LibriSpeech#

Overview#

LibriSpeech is a large-scale corpus of approximately 1,000 hours of read English speech derived from audiobooks. It is one of the most widely used benchmarks for evaluating automatic speech recognition (ASR) systems.

Task Description#

  • Task Type: Automatic Speech Recognition (ASR)

  • Input: Audio recordings of read English speech from audiobooks

  • Output: Transcribed text

  • Language: English

Key Features#

  • 1,000 hours of high-quality read speech

  • Derived from LibriVox audiobooks (public domain)
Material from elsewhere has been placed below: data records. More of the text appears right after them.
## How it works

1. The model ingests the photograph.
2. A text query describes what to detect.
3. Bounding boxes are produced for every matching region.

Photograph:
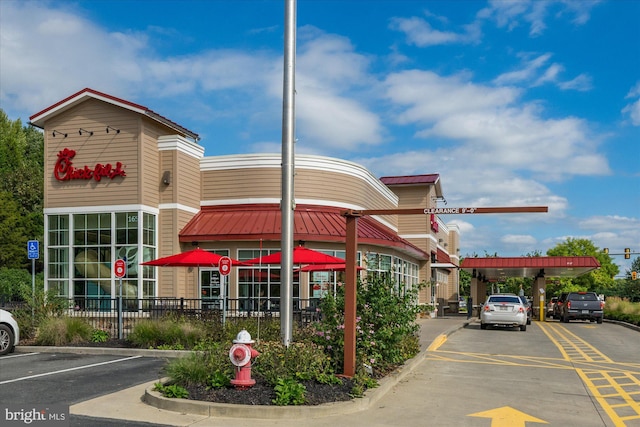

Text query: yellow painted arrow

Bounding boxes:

  • Clean and “other” test sets for varying difficulty

  • Widely used baseline for ASR research

  • Standardized evaluation protocol

Evaluation Notes#

  • Default configuration uses test_clean split

  • Primary metric: Word Error Rate (WER)

  • Text normalization applied during evaluation

  • Prompt: “Please recognize the speech and only output the recognized content”

  • Metadata includes audio ID and duration information

Properties#

Property

Value

Benchmark Name

librispeech

Dataset ID

lmms-lab/Librispeech-concat

Paper

N/A

Tags

Audio, SpeechRecognition

Metrics

wer

Default Shots

0-shot

Evaluation Split

test_clean

Data Statistics#

Metric

Value

Total Samples

87

Prompt Length (Mean)

67 chars

Prompt Length (Min/Max)

67 / 67 chars

Audio Statistics:

Metric

Value

Total Audio Files

87

Audio per Sample

min: 1, max: 1, mean: 1

Formats

wav

Sample Example#

Subset: default

{
  "input": [
    {
      "id": "fd0309e6",
      "content": [
        {
          "text": "Please recognize the speech and only output the recognized content:"
        },
        {
          "audio": "[BASE64_AUDIO: wav, ~22.7MB]",
          "format": "wav"
        }
      ]
    }
  ],
  "target": "Eleven o'clock had struck it was a fine clear night they were the only persons on the road and they sauntered leisurely along to avoid paying the price of fatigue for the recreation provided for the toledans in their valley or on the banks of ... [TRUNCATED] ...  less surprised than they and the better to assure himself of so wonderful a fact he begged leocadia to give him some token which should make perfectly clear to him that which indeed he did not doubt since it was authenticated by his parents.",
  "id": 0,
  "group_id": 0,
  "metadata": {
    "audio_id": "5639-40744",
    "audio_duration": 496.6899719238281
  }
}

Note: Some content was truncated for display.

Prompt Template#

Prompt Template:

Please recognize the speech and only output the recognized content:

Usage#

Using CLI#

evalscope eval \
    --model YOUR_MODEL \
    --api-url OPENAI_API_COMPAT_URL \
    --api-key EMPTY_TOKEN \
    --datasets librispeech \
    --limit 10  # Remove this line for formal evaluation

Using Python#

from evalscope import run_task
from evalscope.config import TaskConfig

task_cfg = TaskConfig(
    model='YOUR_MODEL',
    api_url='OPENAI_API_COMPAT_URL',
    api_key='EMPTY_TOKEN',
    datasets=['librispeech'],
    limit=10,  # Remove this line for formal evaluation
)

run_task(task_cfg=task_cfg)